= Kingdom of Simplicity =

2009 novel by Holly Payne

Kingdom of Simplicity is a novel by American author Holly Payne published in June 2009. It is Payne's third novel.

==Plot outline==
The novel is set among the Old Order Amish in the Lancaster, Pennsylvania region. It tells the story of an Amish boy's attempts to move past "his anger ... and his guilt, which lead him on a painful journey during his rumspringa, the period when Amish teens are allowed to experience the outside world before formally joining the Amish faith. Eli can embrace it only when he learns to forgive.

Told in the first person, the novel opens when Eli Yoder, the protagonist, steals a camera. This is a doubly significant crime, since the Amish don't use cameras or permit themselves to be photographed. This theft figures into another crime of sorts, and finally into Eli's expulsion from his non-Amish friends.
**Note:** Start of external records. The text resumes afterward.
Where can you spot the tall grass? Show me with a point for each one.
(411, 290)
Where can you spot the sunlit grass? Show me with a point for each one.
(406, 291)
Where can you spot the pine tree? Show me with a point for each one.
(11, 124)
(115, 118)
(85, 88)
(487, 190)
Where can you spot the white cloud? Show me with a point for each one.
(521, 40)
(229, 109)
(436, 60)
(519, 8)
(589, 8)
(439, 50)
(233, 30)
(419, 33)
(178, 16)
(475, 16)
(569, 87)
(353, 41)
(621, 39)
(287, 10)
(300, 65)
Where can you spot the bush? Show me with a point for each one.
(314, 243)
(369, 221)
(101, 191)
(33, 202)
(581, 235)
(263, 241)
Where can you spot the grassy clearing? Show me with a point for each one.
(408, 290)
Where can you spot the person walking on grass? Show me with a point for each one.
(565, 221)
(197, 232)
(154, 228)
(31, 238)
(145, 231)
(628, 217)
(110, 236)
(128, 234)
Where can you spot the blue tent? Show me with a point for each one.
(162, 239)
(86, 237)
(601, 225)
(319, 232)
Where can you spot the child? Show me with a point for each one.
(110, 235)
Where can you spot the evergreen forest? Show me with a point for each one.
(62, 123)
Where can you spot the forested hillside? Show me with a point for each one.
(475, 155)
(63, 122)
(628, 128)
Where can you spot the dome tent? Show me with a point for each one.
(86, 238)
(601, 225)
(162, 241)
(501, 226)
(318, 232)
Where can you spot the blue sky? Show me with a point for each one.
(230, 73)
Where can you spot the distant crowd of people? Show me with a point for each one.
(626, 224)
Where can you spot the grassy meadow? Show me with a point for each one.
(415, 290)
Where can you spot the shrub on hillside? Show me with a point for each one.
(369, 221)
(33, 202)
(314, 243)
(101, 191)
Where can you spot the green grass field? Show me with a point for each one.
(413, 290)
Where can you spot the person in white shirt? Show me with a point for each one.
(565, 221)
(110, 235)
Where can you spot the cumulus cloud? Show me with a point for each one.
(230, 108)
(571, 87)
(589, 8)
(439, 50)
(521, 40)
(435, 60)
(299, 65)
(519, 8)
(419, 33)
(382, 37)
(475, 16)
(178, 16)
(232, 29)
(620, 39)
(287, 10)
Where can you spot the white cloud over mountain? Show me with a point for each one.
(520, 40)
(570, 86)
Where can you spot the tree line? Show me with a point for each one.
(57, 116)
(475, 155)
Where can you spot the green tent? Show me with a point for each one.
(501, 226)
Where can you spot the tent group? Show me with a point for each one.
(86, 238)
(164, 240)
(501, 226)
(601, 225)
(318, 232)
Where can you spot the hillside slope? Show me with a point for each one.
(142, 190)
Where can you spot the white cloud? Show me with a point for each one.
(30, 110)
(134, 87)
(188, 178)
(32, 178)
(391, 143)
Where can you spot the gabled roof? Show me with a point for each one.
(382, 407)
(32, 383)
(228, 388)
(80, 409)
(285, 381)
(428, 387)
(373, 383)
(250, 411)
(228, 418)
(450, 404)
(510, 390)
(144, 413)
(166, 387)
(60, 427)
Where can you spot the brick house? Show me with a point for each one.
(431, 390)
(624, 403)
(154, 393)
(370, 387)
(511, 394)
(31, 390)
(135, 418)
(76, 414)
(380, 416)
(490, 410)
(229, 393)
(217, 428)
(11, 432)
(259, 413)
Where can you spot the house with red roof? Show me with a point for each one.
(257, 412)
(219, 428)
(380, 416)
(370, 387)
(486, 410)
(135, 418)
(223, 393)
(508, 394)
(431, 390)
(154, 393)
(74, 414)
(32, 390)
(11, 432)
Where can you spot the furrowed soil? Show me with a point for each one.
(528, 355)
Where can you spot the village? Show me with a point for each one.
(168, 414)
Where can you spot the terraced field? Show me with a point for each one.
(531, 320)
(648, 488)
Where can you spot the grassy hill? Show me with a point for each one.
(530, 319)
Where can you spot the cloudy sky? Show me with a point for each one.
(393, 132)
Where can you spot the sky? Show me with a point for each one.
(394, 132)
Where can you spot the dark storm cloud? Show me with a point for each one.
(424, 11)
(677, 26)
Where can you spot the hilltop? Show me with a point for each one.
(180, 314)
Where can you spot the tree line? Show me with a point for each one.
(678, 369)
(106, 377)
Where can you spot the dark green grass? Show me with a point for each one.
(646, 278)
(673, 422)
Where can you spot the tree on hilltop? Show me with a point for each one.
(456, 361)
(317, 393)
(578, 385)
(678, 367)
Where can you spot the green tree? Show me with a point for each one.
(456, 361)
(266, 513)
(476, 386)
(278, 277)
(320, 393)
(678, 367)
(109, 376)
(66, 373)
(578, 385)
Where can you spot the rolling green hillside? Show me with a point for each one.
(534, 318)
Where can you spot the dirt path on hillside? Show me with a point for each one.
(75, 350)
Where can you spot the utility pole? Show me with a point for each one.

==Writing and publication==
Payne began writing the book based on her recollections and experiences growing up among the Amish, but the Amish school-shooting tragedy in October 2006 made her reconsider the book's direction. The Amish quickly forgave the shooter, and went to comfort his family. According to Payne, "If you're Amish, you can get there much faster, just because it's part of your DNA. Our culture isn't a forgiving culture. We're a very litigious culture. It's all about getting back and an eye for an eye." Payne has stated that the entire book is really about forgiveness.

==Major characters==
- Eli Yoder - the proatgonist. Eli is old-order Amish, and has a genetic disorder common among Amish, that of having webbed hands. Most of the novel occurs when Eli is sixteen years old, though it begins somewhat earlier.
- Leroy Fischer - a non-Amish barber who befriends Leroy, but also challenges him in several important ways.
- Emma Beiler - an Amish girl whom Eli likes, and who likes him.
- The Driver - a character initially in the background, whose identity is eventually revealed.